After successfully training the SVM model, this model is tested on a test dataset using various classification metrics. These metrics include accuracy, precision, recall, F1-score, ROC, etc. The SVM model was first trained on default parameters and achieved 79% accuracy. The default parameters of the SVM model are shown in Table 1. The classification report of the first model is illustrated in Table 2.

Table 1 Default parameters of the SVM Model
Table 2 Classification report of the SVM model

As illustrated in Table 1, the SVM model with default parameters achieved 79% accuracy with 84% and 69% precision for both classes. After that, we used a grid search technique to optimize the SVM model. We used various values of “C” and gamma with the RBF kernel. The importance of the given parameters is illustrated in Table 3.

Table 3 Default parameters of the SVM Model

Using the above values of gamma, C, kernel, and other parameters with default values, the model achieved 98% accuracy with 98% precision and 99% recall value. Table 4 illustrates the classification report of the optimized model. For checking the optimized model’s predicted values, we also find the marginal confidence of data using the histogram. Figure 9 presents the borderline spirit of the optimized model on data on both categories.

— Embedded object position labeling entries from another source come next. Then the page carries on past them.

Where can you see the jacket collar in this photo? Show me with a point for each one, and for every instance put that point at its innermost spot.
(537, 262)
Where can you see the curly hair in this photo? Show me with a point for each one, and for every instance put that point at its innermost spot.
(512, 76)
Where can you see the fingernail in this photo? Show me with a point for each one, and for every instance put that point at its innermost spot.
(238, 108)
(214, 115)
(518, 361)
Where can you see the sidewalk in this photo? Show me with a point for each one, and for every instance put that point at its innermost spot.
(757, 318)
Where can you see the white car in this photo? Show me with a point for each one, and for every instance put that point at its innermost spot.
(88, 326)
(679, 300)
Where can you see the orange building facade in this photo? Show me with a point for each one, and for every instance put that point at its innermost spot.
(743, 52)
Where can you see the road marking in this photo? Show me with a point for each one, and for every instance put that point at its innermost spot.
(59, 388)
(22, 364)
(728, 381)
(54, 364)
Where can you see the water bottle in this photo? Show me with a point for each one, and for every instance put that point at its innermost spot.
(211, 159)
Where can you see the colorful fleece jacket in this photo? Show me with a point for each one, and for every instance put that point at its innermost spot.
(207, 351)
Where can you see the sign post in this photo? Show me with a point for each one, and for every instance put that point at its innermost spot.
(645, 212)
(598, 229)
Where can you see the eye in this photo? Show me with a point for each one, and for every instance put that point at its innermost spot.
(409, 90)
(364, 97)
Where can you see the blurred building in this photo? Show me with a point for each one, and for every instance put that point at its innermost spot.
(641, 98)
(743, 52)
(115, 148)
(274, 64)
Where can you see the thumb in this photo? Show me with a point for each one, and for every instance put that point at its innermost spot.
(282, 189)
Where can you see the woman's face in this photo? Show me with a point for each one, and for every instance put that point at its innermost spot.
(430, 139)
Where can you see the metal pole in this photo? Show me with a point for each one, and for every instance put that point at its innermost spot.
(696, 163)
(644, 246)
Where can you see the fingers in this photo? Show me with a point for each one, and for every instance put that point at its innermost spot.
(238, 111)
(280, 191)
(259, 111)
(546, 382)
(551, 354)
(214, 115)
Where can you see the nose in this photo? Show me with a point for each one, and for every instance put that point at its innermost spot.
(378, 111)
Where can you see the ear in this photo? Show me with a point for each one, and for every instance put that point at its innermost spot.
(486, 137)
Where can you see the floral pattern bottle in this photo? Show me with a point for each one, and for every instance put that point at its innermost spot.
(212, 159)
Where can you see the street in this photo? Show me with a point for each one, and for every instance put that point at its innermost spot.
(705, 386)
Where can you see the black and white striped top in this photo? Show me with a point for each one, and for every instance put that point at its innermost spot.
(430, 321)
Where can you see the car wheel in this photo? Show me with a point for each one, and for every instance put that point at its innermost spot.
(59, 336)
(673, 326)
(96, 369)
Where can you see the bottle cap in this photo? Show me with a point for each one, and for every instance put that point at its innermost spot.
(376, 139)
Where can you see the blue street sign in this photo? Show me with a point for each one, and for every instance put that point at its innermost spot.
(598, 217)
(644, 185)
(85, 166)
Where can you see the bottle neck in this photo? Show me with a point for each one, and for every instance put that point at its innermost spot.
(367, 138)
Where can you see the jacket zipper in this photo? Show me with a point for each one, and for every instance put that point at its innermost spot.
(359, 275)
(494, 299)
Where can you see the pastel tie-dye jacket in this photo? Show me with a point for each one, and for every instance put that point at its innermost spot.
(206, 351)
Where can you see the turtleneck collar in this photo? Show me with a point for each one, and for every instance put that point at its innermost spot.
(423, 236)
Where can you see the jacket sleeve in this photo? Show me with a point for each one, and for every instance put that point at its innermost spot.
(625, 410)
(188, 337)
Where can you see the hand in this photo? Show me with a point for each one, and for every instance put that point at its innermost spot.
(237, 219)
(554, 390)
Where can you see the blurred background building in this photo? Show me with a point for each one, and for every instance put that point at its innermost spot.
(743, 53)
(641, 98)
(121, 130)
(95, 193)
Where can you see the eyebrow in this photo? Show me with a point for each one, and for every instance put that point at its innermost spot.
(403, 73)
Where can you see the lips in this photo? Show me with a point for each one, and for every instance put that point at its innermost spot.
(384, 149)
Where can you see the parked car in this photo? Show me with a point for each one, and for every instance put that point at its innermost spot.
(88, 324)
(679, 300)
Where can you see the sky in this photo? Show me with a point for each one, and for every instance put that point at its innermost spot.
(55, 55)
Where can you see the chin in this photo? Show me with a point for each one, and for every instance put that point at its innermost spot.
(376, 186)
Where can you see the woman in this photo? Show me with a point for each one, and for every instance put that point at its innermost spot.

Table 4 Classification report of Optimized model
Fig. 9
figure 9

Marginal Confidence on complete data

The model is also evaluated by using a confusion matrix. It is a method for summarizing the performance of classification algorithms. If our dataset has more than two classes or an uneven number of observations in each class, classification accuracy alone might be deceiving. Calculating a confusion matrix can help us determine what our trained model is making suitable and what kinds of mistakes it makes (Fig. 10). A confusion matrix is illustrated in Fig. 12. The predicted label chart has two boxes, white and blue, where data in the blue box are corrected while data in the white box are correct. We have obtained 97 % accuracy using the optimized model.

Fig. 10
figure 10

Predicted Matrix for Optimized SVM Model

The predictive matrix and confusion matrix serve as critical tools in evaluating the performance of classification algorithms, particularly when applied to datasets like the VRiV and OPV2V datasets. The predictive matrix, also known as the confusion matrix, provides a comprehensive summary of the model’s classification performance. It aids in understanding how well the trained algorithm distinguishes between different classes within the dataset. By examining the confusion matrix, we can assess the accuracy of the model’s predictions and identify any misclassifications or errors. In the context of the provided explanation, the confusion matrix assists in discerning the accuracy of the optimized model applied to the datasets. It consists of a chart with two boxes, white and blue, representing correct and incorrect predictions, respectively. This matrix allows for a deeper understanding of the model’s behavior by highlighting where it excels and where it falters in classification tasks. With an achieved accuracy of 97%, as mentioned, the confusion matrix provides valuable insights into the model’s performance beyond a simple accuracy metric, ensuring a more nuanced evaluation of its efficacy in handling the given datasets.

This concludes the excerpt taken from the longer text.